With the recent release of the Chess in Concert DVD, I find that I am once again thinking about this most problematic of musicals. The main problem with the show (in any of its variations) is that it has a great concept, but this never adequately distills itself into narrative and character, leaving a fair deal of the show as a play of ideas that really isn’t that easy to access. And while cognitive accessibility might be the problem in the first half, at least there’s a fairly good push at narrative there; the second half doesn’t hang together nearly as well, despite having some excellent material.
When the show succeeds in getting past the threshold of ideas into narrative and character, it’s fantastic; I think that’s why sequences like “Nobody’s Side”, “Where I Want To Be”, “Someone Else’s Story”, “One Night in Bangkok”, “I Know Him So Well” and “Pity the Child” have the potential to work so effectively in production, as they did when the musical played in a South African production directed by Paul Warwick Griffin in 2008. This production, which was adapted by the director himself, is far and away the best packaging of the material I’ve come across.

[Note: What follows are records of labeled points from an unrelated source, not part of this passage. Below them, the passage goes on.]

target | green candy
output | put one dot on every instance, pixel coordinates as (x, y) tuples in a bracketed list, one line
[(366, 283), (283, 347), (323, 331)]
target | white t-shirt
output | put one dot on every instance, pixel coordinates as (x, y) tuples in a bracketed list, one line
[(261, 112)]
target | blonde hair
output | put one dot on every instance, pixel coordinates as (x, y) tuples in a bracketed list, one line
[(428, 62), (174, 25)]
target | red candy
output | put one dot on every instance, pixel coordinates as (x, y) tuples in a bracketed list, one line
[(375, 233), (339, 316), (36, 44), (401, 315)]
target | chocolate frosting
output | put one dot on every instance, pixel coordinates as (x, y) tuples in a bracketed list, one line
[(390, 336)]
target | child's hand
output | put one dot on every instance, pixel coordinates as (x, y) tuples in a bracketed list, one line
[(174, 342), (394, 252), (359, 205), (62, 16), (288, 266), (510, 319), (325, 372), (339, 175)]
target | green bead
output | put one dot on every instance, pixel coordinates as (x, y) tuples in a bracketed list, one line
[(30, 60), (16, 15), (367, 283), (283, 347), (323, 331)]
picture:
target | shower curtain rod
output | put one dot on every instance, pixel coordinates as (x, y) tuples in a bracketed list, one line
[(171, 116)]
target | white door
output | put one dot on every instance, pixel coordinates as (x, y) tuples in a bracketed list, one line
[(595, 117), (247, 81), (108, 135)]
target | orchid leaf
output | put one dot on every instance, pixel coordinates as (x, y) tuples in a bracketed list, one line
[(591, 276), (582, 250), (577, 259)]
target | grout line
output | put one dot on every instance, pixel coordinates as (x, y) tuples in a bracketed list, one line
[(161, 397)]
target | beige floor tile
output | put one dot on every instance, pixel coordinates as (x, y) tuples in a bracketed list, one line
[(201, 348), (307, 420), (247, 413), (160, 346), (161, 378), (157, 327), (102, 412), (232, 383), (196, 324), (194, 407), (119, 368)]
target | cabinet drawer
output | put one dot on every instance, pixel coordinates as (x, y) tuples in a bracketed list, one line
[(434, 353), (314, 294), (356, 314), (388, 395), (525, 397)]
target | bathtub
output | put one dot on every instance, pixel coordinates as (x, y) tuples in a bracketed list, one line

Getting back to the idea of Chess as a concept musical, what the show attempts to do is compare chess with love and the Cold War. Mathematically put, the relationship between the three elements could be described as follows:
- love = chess = cold war; or maybe
- chess! = love x cold war; or possibly
- love ~ chess ~ cold war; or (at a push)
- chess:love → cold war; or even
- chess:love ⇔ cold war.
Ultimately, I suppose any of these is reductive and that’s partly what the problem with the show is in terms of the score and especially it’s book are. The show is full of ideas that never reveal themselves through narrative strategies or storytelling as – it seems – the creators intend; the problem is that the creators (Tim Rice and the boys from ABBA) have committed to the idea but haven’t committed fully to the story they are telling or to the characters whose story they are telling in a manner that would illuminate the ideas that are at the heart of the show.
What ultimately needs to happen to make the piece work is that chess needs to become a central image of the piece without the idea of it’s relationship to love and/or politics being as obvious, much the same way as Fiddler on the Roof uses the Fiddler as a recurrent and extended image throughout the play. It should be a statement that is revelatory rather than one that is given. Fiddler on the Roof balances this brilliantly by establishing the image and then developing it throughout the book and score using a variety of situations, images and motifs.
The production mentioned above managed to achieve this quite effectively in its staging, but the text itself needed adaptation to achieve this. Until the definitive rewriting process required happens, this means that the material has to be very carefully (re)structured; it cannot merely be shuffled around in the way that generally seems to characterize new productions or concerts of the show. But rewriting seems unlikely, so I suppose we’ll always experience Chess as a flawed masterpiece, rather than a true one – which is a pity.
Björn Ulvaeus agrees with you. He has told about how painful the Chess on Broadway adventure was: ‘it became so clear to me we didn’t have a story’. Perhaps it should have been written in a time when musicals were based on stories, and not in a time when current hit musicals were based on metaphors?
I’ve read the ABBA guys saying that at the time they were working from a theory that the story should be subordinate to the music, that the narrative should follow what was musically necessary, not the other way. Which they meant had not been practice in musical theatre since West Side Story, of all things. Or something along those lines.
Well, that seems to be a common misconception in Europe in regard to musicals. Just look at how groundbreaking Michael Kunze thinks his “dramamusicals” are.